I love this strip!  It presents the world of the kids in a way that makes it seem all real, like there's always a dozen things happening at once.  My favorite joke in it, however, is the one in the lead two panels, which is just a throwaway but has some pleasing off-screen violence.

The metaphorical opening panel uses Charlie Brown's trademark zig-zag shirt pattern, but the zig-zag is nowhere to be seen elsewhere in the whole strip, and is in fact a little uncommon in the strip at this point considering the kid usually covers it with a jacket in the winter months.  Maybe he was just reminding the reader of it.

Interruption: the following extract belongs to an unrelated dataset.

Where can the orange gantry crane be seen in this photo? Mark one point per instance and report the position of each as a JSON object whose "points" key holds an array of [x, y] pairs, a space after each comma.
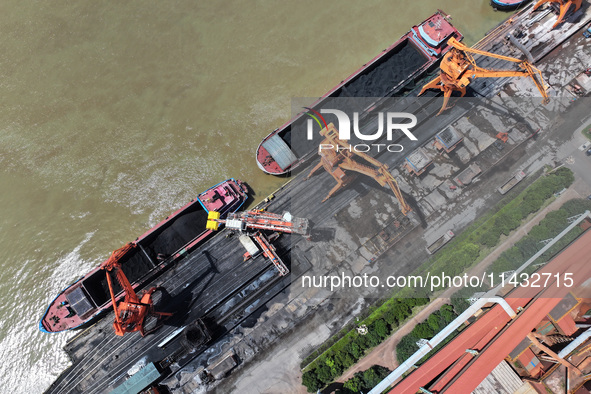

There is a lot of prototype Calvin and Hobbes here, both in the snowman gag and the humorous sled crash at the beginning.

Thursday, March 10, 2011

November 13, 1953: Excitable, isn't he?


Read this strip at gocomics.com.

Patty doesn't mean to drive Charlie Brown to hysterics, but it is kind of frightening to think about.  The space-filling overtelling of one of the characters here is acceptable, as it improves the joke.

It struck me just now that gender relations in Peanuts are already surprisingly equalized.  This is far from stereotypical girl behavior.  Patty gets used more as being a foil for Charlie Brown than for being female.  Maybe girls are considered to be more impish, and that explains why Patty is happy to point out C.B.'s mistake in the first panel; it's hard to imagine Shermy being happy there.

Look at that expression of fear in panel 3.  It's really a kindness that Charlie Brown doesn't realize that he'll actually be in school for 46 more years.

Sunday, January 2, 2011

September 1, 1953: BIRD

Peanuts

I've seen this happen to cats. Probably on YouTube. It's really kind of a plain strip though. The premise is really just "Birds can dive on things that annoy them."

It is another step along the road to Woodstock, though.